Let's look at the fit of the model again, like we did with linear regression.

In [None]:
print(f"R-squared: {r2_score(test_data['y'], predictions)}")
print(f"MSE: {mean_squared_error(test_data['y'], predictions)}")

plt.scatter(test_data['y'], predictions, label='Predictions', alpha=0.6)
plt.plot(test_data['y'], test_data['y'], color='red', linestyle='--', label='Perfect Fit')
plt.errorbar(test_data['y'], predictions, yerr=abs(residuals), fmt='o', alpha=0.3, color='gray')
plt.xlabel('Actual y')
plt.ylabel('Predicted y')
plt.title('Actual vs Predicted with Error Bars')
plt.legend()
plt.show()

Well, that certainly doesn't look as good as the OLS regression fit. But wait, we expected the Random Forest regressor to 'figure out' the non-linear relationship between x1 and y, right? Let's see what would've happened to OLS if we had expected the same of it!

In [None]:
lm = LinearRegression()
lm.fit(train_data[features], train_data['y'])
print(f"Intercept: {lm.intercept_}")
print(f"Coefficients: {lm.coef_}")
predictions = lm.predict(test_data[features])
print(f"R-squared: {r2_score(test_data['y'], predictions)}")
print(f"MSE: {mean_squared_error(test_data['y'], predictions)}")
plt.scatter(test_data['y'], predictions, label='Predictions', alpha=0.6)
plt.plot(test_data['y'], test_data['y'], color='red', linestyle='--', label='Perfect Fit')
plt.errorbar(test_data['y'], predictions, yerr=abs(residuals), fmt='o', alpha=0.3, color='gray')
plt.xlabel('Actual y')
plt.ylabel('Predicted y')
plt.title('Actual vs Predicted with Error Bars')
plt.legend()
plt.show()

Yuck!
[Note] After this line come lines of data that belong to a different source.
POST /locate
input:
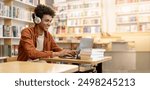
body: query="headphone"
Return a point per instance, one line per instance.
(36, 19)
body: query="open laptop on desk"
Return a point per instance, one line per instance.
(85, 43)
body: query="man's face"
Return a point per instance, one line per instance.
(45, 22)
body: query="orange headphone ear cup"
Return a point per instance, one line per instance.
(37, 20)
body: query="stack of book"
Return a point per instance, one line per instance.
(94, 54)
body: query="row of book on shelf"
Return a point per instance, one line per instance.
(129, 1)
(133, 18)
(30, 2)
(15, 12)
(10, 31)
(134, 28)
(79, 5)
(133, 8)
(80, 22)
(78, 30)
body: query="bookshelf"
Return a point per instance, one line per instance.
(78, 18)
(14, 16)
(133, 15)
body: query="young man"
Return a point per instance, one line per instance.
(36, 42)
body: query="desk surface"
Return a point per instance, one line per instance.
(35, 67)
(79, 61)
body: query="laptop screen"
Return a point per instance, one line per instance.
(85, 43)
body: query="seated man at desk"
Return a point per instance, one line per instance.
(36, 42)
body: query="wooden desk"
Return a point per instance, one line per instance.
(35, 67)
(78, 61)
(93, 62)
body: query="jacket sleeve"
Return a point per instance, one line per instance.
(55, 47)
(29, 47)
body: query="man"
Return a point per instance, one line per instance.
(36, 42)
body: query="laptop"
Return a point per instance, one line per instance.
(85, 43)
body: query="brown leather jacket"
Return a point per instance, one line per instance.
(27, 46)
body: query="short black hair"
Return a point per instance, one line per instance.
(41, 10)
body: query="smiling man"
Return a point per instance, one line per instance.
(36, 42)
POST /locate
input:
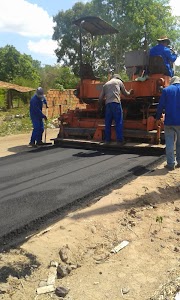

While the Random Forest regressor did not capture the non-linear relationship between x1 and y as well as OLS did when we had explicitly modeled it, OLS did a terrible job of capturing the non-linear relationship between x1 and y unless we explicitly modeled it. This is a good example of how machine learning can sometimes outperform traditional statistical methods when it comes to capturing complex relationships between variables.

## Step 2: Understanding the relationships without regression coefficients

As we saw above, we know that x1, x2, and x3 are important in predicting y. But we don't know how they are related to y. We can use a technique called SHAP (SHapley Additive exPlanations) values to understand the relationships between the features and the target variable. SHAP values are a way to explain the output of any machine learning model by assigning each feature an importance value for a particular prediction. Let's use the `shap` library to calculate the SHAP values for our random forest model. We'll create a summary plot to visualize the relationships between the features and the target variable.

First, let's get our random forest model back.

In [None]:
rf = RandomForestRegressor(random_state=24601)
features = ['x1', 'x2', 'x3', 'notassociated']
rf.fit(train_data[features], train_data['y'])
print(f"Random Forest has been fitted")

OK, now let's calculate the SHAP values and create a summary plot.

In [None]:
import shap

explainer = shap.Explainer(rf, test_data[['x1', 'x2', 'x3', 'notassociated']])
shap_values = explainer(test_data[['x1', 'x2', 'x3', 'notassociated']])
shap.summary_plot(shap_values, test_data[['x1', 'x2', 'x3', 'notassociated']])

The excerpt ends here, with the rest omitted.